Before we dive into the specifics of various elements of HTML, it is important to summarize what each element is, what is it used for, and how it affects other elements in the document? A high-level overview of the standard HTML document and its elements is given below.
Specifying Document Type
The <!DOCTYPE> tag in a HTML document is used to specify a Document Type Definition (DTD). This tag is frequently overlooked by many of the web developers. This tag precedes all other tags in a HTML document. It specifies the format of the content that follows – what tags to expect, methods to support and so forth.
Validation systems use DTDs to actually perform the validation, using the DTD contents as a road map and a syntax guide. HTML editors use the DTD to provide tag auto completion and on-the-fly syntax checking.
The <!DOCTYPE> tag is generally written as follows:
<!DOCTYPE HTML PUBLIC “-//W3C//DTD HTML 4.01//EN” “http://www.w3.org/TR/html4/strict.dtd”>
This above tag specifies the following information:
- The document’s top tag level is HTML (html).
- The document adheres to the formal public identifier (FPI) ‘‘W3C HTML 4.01 Strict English’’ standards (PUBLIC “-// W3C//DTD HTML 4.01//EN”).
- The full DTD can be found at the URL www.w3.org/TR/html401/strict.dtd.
HTML Document Structure
All HTML tags will have three document-level tags in common. These tags (essential or fundamental tags in HTML), <html>, <head> and <body> delimit certain sections of the HTML document.
The <html> tag
The <html> tags enclose the entire HTML document. This tag tells the browser where the HTML markup begins and ends. Also tells the browser that it is a webpage. We can think of the <html> tags as the virtual top and bottom of a web page, as shown below:
Additional attributes can be specified along with the <html> tag. Attributes like lang and dir can be specified which tells the browser about the language in the document and about the direction of the text respectively. For the dir attribute, the possible values are ltr (left to right) and rtl (right to left).
The <head> tag
The <head> tag delimits the header section of a HTML document. The document’s title, meta information, scripts and style information are all contained in the <head> section. Most of the information available in the head tag is not visible to the user.

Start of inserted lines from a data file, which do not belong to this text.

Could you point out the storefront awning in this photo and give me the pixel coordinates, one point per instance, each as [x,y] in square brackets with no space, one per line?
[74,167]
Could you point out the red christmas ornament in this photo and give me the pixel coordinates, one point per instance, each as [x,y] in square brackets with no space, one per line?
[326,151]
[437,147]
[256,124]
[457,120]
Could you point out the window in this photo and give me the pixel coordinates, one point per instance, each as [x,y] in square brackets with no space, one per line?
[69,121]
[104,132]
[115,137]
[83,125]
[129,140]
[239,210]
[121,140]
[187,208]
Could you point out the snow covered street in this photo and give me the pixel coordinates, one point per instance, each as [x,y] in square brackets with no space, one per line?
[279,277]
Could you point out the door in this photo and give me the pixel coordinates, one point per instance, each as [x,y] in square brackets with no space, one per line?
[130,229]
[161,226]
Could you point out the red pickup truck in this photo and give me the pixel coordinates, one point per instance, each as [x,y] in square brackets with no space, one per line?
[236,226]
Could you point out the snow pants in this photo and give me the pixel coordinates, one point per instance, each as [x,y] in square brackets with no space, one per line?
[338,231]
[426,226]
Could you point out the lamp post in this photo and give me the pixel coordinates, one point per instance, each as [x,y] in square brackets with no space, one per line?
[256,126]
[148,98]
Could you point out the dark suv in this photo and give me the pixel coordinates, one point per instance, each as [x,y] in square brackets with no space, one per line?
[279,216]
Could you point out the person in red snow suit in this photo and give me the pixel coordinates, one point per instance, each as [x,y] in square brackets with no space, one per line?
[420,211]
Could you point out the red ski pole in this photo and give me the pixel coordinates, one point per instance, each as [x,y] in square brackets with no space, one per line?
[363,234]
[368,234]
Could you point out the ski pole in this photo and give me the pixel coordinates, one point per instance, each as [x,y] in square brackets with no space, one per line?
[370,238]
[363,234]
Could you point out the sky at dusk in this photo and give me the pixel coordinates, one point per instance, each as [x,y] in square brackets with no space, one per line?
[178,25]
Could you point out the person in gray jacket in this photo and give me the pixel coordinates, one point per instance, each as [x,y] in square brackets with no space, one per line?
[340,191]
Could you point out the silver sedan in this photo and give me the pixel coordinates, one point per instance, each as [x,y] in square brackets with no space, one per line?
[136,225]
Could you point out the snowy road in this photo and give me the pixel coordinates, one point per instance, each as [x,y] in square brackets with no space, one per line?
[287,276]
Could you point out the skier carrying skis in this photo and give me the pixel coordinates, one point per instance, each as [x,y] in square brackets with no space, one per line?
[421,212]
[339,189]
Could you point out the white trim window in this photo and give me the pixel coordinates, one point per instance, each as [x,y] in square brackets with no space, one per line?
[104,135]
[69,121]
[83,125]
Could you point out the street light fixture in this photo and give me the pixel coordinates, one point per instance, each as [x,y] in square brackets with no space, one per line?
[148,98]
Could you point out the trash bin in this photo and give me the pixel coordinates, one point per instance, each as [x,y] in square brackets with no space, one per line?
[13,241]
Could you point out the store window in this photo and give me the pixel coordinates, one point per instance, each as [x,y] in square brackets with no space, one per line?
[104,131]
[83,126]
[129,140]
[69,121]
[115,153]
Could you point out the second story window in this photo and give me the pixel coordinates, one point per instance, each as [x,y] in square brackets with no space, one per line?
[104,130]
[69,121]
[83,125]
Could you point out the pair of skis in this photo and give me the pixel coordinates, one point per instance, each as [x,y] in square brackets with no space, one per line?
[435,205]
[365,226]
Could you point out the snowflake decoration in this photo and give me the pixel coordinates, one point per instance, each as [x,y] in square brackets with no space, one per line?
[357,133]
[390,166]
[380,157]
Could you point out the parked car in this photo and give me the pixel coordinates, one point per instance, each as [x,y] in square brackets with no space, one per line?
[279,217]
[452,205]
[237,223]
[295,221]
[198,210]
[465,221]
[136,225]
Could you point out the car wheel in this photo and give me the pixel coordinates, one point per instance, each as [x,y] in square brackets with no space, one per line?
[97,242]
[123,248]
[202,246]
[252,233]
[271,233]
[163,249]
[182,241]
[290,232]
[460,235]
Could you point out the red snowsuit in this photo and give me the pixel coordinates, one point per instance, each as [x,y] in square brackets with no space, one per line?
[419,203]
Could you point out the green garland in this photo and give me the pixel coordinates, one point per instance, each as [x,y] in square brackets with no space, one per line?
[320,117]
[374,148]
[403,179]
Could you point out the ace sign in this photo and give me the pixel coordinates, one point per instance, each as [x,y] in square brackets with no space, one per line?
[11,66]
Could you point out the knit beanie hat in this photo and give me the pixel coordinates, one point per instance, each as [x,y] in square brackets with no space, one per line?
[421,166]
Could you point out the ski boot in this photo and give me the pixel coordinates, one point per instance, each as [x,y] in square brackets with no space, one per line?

The information specified in the meta tags is useful for search engines like google, yahoo etc… The <head> tag contains one of the important tags in html, the <title> tag, which is used to specify the title for the web page.
The <body> tag
The HTML document’s main visual content is contained within the <body> tags. That’s not to say that everything appearing between the <body> tags will be visible, but, like a printed document, this is where the main body of the document is placed and appears.
Styles effect the way how the elements in a webpage are presented to the user. This mechanism should not be neglected while developing web pages. Style definitions may appear in the head section of a document or linked from a separate file or specified inside the tags by using the style attribute.
The important point about styles is that they enable you to radically change a document’s appearance by simply applying new styles. This enables you to display the document differently for different uses – different display or output devices or to provide a different look and feel for different audiences.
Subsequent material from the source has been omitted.